On May 26, 2021, a mass shooting occurred at a VTA rail yard in San Jose, California. Ten people, including the gunman, were killed during the shooting. It is the deadliest mass shooting in the history of the San Francisco Bay Area. As a result of the shooting, service was suspended indefinitely across the light rail system and returned in stages throughout August and September.

== Future ==
The system was initially envisioned as a loop and spoke system, with commuters riding a circular outer route before transferring to radial lines to reach their destinations. With about 40% of the original plans realized as of 2023, future developments are expected to complete the outer loop. Service may be extended along the Mayfield Cutoff and Vasona Industrial Lead to connect the western segments of the system.

=== Eastridge to BART Regional Connector ===
The Eastridge to Bart Regional Connector (formerly known as the Capitol Expressway extension) light rail extension will extend the Orange Line south of the Alum Rock Transit Center to the Eastridge Transit Center along Capitol Expressway. Tracks will lay on an elevated median starting just south of Alum Rock station before becoming at-grade near the end of the extension. The project is a truncated segment of the original plan to run rails for the full length of Capitol Expressway to interchange with the original Guadalupe Line.

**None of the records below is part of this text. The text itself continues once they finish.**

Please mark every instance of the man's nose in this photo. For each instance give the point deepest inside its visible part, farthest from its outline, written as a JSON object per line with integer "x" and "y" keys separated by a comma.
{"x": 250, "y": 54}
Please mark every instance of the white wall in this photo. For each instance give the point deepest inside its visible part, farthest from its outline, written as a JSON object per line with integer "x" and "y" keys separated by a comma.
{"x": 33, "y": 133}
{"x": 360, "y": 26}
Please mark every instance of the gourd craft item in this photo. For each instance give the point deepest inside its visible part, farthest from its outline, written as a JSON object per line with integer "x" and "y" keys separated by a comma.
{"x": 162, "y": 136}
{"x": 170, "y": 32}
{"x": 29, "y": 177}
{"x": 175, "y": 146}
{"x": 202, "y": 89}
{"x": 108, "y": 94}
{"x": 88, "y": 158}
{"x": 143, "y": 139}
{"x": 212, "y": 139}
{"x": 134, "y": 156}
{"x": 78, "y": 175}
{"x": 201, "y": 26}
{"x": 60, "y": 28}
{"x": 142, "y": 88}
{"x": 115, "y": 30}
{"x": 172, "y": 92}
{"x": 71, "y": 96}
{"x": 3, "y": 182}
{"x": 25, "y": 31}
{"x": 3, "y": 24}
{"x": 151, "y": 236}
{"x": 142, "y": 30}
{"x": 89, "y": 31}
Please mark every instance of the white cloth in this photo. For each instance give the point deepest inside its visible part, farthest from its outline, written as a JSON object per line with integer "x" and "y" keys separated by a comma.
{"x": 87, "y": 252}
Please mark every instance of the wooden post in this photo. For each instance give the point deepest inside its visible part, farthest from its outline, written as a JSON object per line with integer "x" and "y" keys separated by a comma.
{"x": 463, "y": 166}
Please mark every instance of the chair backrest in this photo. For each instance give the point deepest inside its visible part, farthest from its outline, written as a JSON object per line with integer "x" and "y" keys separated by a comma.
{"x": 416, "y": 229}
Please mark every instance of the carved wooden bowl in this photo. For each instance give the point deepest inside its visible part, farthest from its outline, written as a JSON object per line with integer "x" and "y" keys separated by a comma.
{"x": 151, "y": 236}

The extension will include two new stations: an elevated station at Story Road and a street-level station at the Eastridge Transit Center. (A third station, Ocala, was proposed, but was dropped from the final plans.) Both stations will feature public art, and the Story station will include a pedestrian bridge.

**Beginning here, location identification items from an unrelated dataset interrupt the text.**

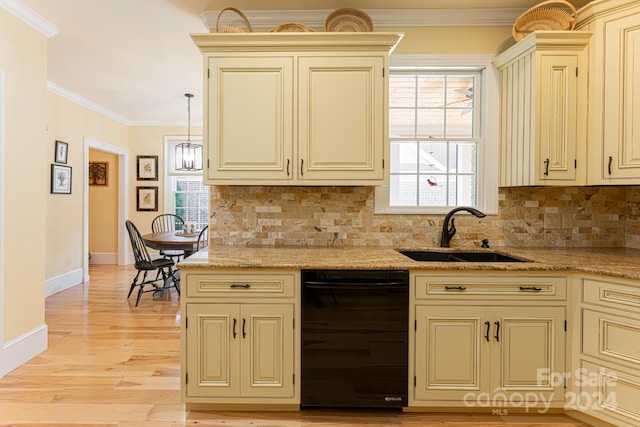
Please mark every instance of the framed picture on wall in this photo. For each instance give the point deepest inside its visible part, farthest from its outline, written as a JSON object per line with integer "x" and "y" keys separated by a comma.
{"x": 61, "y": 152}
{"x": 147, "y": 168}
{"x": 147, "y": 198}
{"x": 98, "y": 173}
{"x": 60, "y": 179}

The project was criticized in a 2019 report by the Civil Grand Jury of Santa Clara County (see: Criticism section). The Grand Jury recommended the VTA board to abandon the extension because the project would attract approximately 611 new riders (after considering the reduction in ridership on the existing parallel bus lines). The board rejected that recommendation saying that the project had been approved by voters.

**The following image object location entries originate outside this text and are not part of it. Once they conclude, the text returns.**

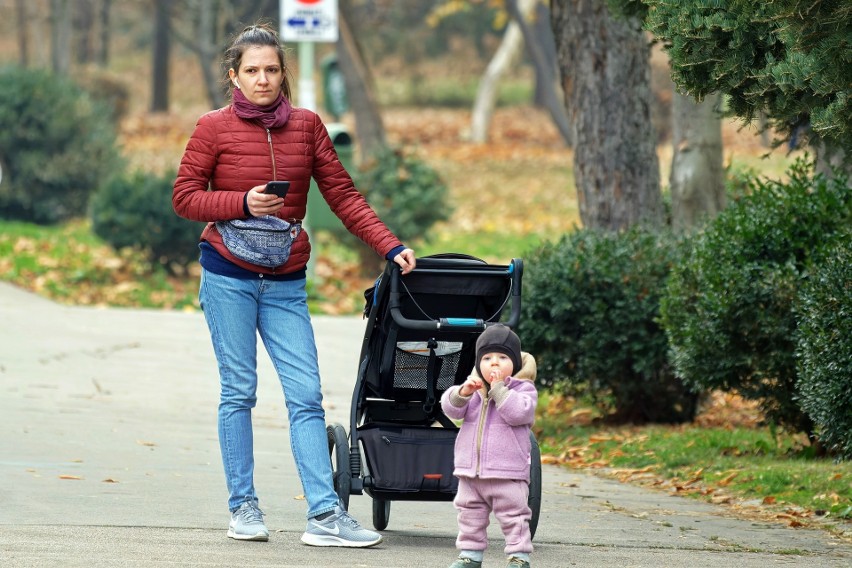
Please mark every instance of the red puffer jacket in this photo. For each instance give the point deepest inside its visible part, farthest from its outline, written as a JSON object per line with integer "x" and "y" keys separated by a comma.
{"x": 230, "y": 155}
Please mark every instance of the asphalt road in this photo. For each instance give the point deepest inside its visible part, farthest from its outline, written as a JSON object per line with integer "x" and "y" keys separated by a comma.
{"x": 109, "y": 457}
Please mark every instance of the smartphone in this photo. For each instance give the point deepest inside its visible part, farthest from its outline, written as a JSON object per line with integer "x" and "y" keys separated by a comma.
{"x": 279, "y": 188}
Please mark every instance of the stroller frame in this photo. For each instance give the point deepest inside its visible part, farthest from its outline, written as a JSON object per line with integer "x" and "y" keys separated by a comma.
{"x": 438, "y": 311}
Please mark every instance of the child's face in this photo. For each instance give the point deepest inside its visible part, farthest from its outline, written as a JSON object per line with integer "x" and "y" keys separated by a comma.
{"x": 495, "y": 366}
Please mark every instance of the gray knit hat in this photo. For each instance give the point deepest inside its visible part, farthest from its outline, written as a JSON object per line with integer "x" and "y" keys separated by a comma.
{"x": 499, "y": 339}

VTA approved the final environmental impact statement of this segment in June 2019. With the project setbacks and limited funding, the line eventually started pre-construction activities in early 2021. It also got fully funded in early 2023 from a $46 million state grant. A groundbreaking was held on June 8th, 2024, with passenger service planned for 2029.